= Alejandro Arellano Cedillo =

Roman Catholic archbishop

Alejandro Arellano Cedillo (Olías del Rey, 8 June 1962) is a Spanish Catholic cleric, professor and jurist who has been the Dean of the Roman Rota since March 2021. Studied for priesthood at Instituto Teológico San Ildefonso and subsequently ordained on 25 October 1987 in Toledo, he has obtained a Licentiate and Doctorate in Canon Law from the Pontifical Gregorian University. He was deputy judicial vicar in the Metropolitan Archdiocese of Madrid and judge in the Tribunal of the Rota of the Apostolic Nunciature to Spain. He is a professor of Canon Law and Jurisprudence. Arellano Cedillo has been prelate auditor of the Roman Rota since 2007. In 2021, Arellano Cedillo was appointed a consulter of the Congregation for the Institutes of Consecrated and the Societies of Apostolic Life.

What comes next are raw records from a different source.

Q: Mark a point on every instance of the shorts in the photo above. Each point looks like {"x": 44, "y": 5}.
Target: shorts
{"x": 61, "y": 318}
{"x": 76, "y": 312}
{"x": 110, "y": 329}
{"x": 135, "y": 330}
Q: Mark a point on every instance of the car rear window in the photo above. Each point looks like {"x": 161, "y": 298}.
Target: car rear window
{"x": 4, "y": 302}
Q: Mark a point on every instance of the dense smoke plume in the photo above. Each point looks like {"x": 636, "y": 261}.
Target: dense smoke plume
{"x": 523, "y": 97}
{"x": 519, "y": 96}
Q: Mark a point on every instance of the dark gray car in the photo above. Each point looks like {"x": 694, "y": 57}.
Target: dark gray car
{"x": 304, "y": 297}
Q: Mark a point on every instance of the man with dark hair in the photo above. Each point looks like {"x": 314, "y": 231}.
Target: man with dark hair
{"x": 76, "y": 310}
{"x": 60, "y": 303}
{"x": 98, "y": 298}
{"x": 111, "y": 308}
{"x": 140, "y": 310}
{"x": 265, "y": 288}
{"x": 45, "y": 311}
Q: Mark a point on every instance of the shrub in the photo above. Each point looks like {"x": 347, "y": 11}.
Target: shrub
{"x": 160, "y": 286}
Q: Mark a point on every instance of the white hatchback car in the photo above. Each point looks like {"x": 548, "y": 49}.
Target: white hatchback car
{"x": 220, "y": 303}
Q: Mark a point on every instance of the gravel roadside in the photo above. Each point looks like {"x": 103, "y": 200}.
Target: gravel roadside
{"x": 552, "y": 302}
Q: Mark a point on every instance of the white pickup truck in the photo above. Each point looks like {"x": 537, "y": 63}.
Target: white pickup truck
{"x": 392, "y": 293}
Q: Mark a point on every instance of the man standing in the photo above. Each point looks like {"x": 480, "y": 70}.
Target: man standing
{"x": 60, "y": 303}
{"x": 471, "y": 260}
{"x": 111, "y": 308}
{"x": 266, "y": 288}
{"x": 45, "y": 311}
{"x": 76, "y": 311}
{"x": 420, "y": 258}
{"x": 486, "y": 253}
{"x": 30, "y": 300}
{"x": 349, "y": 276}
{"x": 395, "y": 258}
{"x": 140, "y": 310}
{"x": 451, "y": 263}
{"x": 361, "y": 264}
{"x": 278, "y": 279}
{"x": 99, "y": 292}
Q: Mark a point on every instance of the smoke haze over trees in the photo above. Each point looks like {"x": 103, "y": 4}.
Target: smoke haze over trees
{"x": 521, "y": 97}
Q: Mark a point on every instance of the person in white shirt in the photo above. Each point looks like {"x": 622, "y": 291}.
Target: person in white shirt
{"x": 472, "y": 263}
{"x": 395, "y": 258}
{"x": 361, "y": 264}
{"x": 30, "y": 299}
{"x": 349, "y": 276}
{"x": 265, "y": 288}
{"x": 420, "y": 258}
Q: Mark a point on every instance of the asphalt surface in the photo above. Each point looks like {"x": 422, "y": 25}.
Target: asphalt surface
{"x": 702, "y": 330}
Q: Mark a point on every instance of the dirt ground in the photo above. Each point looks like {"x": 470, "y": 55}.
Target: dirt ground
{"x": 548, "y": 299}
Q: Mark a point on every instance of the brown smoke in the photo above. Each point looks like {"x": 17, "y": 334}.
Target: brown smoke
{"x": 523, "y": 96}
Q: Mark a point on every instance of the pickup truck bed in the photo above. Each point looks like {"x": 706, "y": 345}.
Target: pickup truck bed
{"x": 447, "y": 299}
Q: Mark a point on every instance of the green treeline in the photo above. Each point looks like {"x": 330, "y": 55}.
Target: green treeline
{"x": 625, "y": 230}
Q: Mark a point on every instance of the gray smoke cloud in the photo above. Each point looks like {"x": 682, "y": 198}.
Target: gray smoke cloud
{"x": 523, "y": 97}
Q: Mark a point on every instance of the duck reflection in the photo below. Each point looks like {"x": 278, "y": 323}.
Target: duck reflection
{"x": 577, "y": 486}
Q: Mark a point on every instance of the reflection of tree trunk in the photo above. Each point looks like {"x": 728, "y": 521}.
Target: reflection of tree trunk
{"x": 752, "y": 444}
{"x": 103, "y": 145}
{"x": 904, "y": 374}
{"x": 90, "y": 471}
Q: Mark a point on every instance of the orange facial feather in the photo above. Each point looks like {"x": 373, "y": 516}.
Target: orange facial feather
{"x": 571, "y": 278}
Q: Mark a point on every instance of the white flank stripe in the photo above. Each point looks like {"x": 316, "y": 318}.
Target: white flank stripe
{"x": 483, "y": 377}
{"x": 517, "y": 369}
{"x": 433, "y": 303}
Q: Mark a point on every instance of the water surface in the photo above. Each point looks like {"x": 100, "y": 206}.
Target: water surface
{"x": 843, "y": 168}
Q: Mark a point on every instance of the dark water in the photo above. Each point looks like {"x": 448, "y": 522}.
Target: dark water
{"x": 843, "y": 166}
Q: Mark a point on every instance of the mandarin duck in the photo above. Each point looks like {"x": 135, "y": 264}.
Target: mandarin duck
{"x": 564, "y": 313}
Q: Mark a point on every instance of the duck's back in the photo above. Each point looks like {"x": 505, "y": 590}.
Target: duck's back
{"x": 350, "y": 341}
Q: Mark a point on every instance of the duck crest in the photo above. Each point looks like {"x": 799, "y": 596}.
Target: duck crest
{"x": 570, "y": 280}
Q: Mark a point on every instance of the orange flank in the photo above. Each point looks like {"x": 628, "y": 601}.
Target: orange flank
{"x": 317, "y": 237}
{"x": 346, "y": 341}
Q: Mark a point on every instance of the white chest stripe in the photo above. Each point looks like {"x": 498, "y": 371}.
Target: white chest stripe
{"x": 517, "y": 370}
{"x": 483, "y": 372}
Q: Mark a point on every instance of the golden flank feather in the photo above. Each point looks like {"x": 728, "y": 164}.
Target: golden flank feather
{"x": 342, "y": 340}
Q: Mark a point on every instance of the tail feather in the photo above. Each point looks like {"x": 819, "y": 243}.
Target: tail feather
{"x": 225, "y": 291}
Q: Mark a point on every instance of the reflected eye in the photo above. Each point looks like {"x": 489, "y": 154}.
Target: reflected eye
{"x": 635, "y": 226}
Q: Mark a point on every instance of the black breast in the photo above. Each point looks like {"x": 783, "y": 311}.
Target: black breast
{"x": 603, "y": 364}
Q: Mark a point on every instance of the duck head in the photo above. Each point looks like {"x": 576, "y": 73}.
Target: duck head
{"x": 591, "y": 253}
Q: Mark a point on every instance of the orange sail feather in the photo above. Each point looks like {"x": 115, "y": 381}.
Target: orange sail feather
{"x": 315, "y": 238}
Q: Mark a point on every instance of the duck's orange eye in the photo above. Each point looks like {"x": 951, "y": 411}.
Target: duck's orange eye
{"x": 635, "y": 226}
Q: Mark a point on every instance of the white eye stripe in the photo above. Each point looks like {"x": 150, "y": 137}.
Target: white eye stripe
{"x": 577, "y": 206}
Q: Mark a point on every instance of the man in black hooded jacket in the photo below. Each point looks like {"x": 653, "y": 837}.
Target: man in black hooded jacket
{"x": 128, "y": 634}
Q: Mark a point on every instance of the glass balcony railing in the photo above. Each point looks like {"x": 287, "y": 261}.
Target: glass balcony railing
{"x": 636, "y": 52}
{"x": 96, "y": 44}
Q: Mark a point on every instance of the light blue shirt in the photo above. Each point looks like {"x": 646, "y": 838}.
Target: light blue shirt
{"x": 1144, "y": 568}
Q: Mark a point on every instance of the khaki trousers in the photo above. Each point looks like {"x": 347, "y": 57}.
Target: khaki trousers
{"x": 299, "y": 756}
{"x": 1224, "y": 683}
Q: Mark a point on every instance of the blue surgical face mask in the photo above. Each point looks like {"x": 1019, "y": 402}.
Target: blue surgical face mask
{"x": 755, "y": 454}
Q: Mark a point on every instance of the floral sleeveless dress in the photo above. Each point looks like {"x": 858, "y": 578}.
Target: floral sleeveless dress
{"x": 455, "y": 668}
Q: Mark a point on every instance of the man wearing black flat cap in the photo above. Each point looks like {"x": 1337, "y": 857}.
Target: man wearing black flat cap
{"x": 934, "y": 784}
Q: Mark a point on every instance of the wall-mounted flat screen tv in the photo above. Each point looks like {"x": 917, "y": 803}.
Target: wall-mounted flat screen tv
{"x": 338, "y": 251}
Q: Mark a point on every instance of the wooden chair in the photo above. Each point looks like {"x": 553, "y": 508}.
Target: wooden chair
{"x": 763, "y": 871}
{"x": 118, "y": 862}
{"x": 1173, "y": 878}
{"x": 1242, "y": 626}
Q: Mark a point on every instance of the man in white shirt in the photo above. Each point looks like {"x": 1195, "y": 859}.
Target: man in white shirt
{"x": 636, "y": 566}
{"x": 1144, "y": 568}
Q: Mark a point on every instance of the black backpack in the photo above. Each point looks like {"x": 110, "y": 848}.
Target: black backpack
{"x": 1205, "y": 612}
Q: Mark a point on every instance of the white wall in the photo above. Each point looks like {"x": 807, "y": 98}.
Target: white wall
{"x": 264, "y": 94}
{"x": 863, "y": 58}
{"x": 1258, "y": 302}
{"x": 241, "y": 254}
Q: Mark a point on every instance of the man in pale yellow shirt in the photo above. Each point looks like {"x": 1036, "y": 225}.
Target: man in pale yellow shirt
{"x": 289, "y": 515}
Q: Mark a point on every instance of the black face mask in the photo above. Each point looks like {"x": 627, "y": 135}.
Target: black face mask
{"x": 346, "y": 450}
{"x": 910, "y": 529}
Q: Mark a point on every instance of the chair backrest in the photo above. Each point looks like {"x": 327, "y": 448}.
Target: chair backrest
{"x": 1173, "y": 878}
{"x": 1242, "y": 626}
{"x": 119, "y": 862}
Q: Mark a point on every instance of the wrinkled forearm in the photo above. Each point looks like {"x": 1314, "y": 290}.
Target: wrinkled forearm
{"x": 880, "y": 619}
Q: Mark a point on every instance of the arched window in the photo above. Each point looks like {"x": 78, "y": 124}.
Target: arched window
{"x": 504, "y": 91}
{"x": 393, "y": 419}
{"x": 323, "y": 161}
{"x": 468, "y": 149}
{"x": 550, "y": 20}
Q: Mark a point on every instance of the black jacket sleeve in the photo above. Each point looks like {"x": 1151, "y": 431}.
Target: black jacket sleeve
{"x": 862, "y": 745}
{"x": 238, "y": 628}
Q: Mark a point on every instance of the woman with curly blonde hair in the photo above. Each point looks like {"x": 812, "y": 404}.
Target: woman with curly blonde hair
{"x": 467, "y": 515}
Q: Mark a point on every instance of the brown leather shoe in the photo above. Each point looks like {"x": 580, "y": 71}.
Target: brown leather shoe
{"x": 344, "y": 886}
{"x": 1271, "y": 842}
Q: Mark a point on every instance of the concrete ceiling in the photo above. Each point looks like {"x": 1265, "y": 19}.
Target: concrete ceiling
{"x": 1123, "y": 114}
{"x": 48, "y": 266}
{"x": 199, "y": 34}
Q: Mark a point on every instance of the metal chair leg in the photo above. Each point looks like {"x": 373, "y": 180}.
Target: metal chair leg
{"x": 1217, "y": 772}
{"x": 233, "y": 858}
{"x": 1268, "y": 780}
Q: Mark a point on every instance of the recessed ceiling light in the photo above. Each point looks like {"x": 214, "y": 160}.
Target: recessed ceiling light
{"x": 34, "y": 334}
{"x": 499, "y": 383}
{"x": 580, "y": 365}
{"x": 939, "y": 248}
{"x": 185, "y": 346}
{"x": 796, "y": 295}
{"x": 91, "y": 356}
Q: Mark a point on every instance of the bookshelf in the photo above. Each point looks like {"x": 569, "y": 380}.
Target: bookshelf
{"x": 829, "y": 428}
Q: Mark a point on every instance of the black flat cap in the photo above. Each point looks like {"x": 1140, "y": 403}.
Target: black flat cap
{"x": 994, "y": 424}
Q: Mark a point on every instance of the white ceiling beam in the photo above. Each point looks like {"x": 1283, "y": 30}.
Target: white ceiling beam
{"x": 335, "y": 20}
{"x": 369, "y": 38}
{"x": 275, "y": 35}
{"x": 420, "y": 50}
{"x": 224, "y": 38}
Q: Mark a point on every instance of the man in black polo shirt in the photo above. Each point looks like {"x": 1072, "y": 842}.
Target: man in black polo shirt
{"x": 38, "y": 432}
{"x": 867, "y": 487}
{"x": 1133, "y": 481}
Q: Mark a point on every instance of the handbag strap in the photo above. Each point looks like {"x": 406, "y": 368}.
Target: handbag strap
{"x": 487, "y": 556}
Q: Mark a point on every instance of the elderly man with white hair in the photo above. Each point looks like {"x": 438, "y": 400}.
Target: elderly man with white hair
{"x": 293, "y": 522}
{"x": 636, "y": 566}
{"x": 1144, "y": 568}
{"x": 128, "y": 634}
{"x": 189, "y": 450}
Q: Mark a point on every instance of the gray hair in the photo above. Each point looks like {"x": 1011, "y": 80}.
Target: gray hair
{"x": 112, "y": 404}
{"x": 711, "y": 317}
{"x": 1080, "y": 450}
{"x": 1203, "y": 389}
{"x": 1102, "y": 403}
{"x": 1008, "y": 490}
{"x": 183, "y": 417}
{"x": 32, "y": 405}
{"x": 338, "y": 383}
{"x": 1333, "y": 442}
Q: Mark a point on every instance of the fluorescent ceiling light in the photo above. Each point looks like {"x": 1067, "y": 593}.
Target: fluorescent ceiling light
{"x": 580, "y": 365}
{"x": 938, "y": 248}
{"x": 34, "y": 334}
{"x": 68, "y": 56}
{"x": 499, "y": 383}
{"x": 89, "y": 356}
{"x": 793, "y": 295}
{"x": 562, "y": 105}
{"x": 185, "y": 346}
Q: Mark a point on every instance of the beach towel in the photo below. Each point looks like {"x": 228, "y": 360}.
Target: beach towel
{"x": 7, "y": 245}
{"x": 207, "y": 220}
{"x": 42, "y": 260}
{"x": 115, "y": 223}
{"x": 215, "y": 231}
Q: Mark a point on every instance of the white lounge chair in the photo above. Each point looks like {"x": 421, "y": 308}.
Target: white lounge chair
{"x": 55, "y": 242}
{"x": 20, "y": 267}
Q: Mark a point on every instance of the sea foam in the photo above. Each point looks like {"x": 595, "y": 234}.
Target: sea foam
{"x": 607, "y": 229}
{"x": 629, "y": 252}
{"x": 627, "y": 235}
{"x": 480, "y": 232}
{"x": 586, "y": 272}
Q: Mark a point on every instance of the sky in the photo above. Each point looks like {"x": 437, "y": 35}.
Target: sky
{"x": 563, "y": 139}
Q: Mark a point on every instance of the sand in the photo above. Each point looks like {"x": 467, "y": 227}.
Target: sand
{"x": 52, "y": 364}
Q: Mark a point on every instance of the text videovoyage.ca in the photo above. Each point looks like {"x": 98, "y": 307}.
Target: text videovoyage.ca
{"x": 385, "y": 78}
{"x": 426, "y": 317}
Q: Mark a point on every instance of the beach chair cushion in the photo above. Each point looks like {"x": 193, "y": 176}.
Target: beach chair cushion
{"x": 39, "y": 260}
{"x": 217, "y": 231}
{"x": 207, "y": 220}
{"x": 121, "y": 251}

He is a member of Special Commissions for the handling of causes of dispensation from ratified and unconsummated marriage and for the handling of causes of dispensation from the obligations of the diaconate and the priesthood. Arellano Cedillo was appointed the titular bishop of Bisuldino, with the personal title of Archbishop, on 2 February 2023.